We live longer. We can see more of our world. Our thoughts and work can
reach a worldwide audience. Some would even assert that we have finally attained
a significant measure of control over the quality of life
Rachel Carson, in her essay “An Obligation to Endure,” states that until
now, “the history of life on earth has been the history of life on earth has
been the history of interaction between living things and their
environment.
It has only been humankind, which has acquired the significant power and
intelligence to alter the nature of his world. However, the consequences of
change have also been catastrophic.
The destruction of the environment bears witness to man’s folly. Every
year, animal species are continuing on the path of extinction. Likewise,
hundreds of thousands of hectares of rainforests disappear under wanton
aggressive development undertaken in Third World countries. The cities and the
megalopolises of the world are urban centers of pollution and
decay.
The greatest fear Carson has had is that humankind, adaptable beings we
are, will accept passively the continuing destruction of our
world.
If science and technology have enhanced our creative potentials, they
have also enhanced our power to destroy. Is technology then a villain
disguised?
To answer this question, we should not simply look at technology, but we
should also examine the cultural attitudes and values, which have led to and
resulted from technological advances.
For if these attitudes and values have ushered in a favorable environment
for the advancement of science and technology – and made us receptive to the
advancement of modern society – the same values might as well be affecting the
misuse of technology and its failures.
Poet e.e. cummings, a humanist, once ridiculed what he feels as
humankind’s exaggerated sense of self-importance – a factor that governs our use
of technology by advancing the cause of our progress.
He has spoken about the dehumanizing effects of technology and the fact
that technology has increased barriers within society by blinding us to the real
needs and desires of our fellows.
Those who have warned against modern technology’s ability to destroy
values maintain that humankind has already built an “artificial universe” and
has been devoured by that same pseudo-universe. What humankind has failed to
realize is that the same artificial universe it has created is dependent upon
the real world for its continued existence.

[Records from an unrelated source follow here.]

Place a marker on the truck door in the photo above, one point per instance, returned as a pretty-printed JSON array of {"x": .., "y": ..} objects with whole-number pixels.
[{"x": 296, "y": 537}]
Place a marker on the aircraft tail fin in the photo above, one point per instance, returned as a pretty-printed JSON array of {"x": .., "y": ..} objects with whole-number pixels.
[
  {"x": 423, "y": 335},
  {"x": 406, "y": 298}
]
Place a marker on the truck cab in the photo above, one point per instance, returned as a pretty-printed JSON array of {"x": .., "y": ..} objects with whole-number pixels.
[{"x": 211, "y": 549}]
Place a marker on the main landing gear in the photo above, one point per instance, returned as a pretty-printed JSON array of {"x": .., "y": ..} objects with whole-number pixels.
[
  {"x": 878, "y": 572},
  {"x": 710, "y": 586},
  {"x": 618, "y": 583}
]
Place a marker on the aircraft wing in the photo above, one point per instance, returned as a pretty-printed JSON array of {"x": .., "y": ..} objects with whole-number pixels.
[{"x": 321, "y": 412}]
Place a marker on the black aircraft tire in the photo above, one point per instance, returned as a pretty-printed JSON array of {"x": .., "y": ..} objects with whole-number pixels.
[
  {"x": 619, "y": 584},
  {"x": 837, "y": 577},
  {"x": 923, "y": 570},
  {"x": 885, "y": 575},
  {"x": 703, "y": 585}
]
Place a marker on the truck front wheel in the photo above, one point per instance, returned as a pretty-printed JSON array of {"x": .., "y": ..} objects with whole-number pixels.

Modern technology has now imposed upon us responsibilities at least as
great as the rewards it promises. Thus, those who are scholars of culture and
society should not look with awe and wonder at what humankind has accomplished
with technology.
For modern technology, despite being an extension of humankind and a
product of the creative genius of many men and women, is a tool to which we all
have yet to perfectly come into terms with.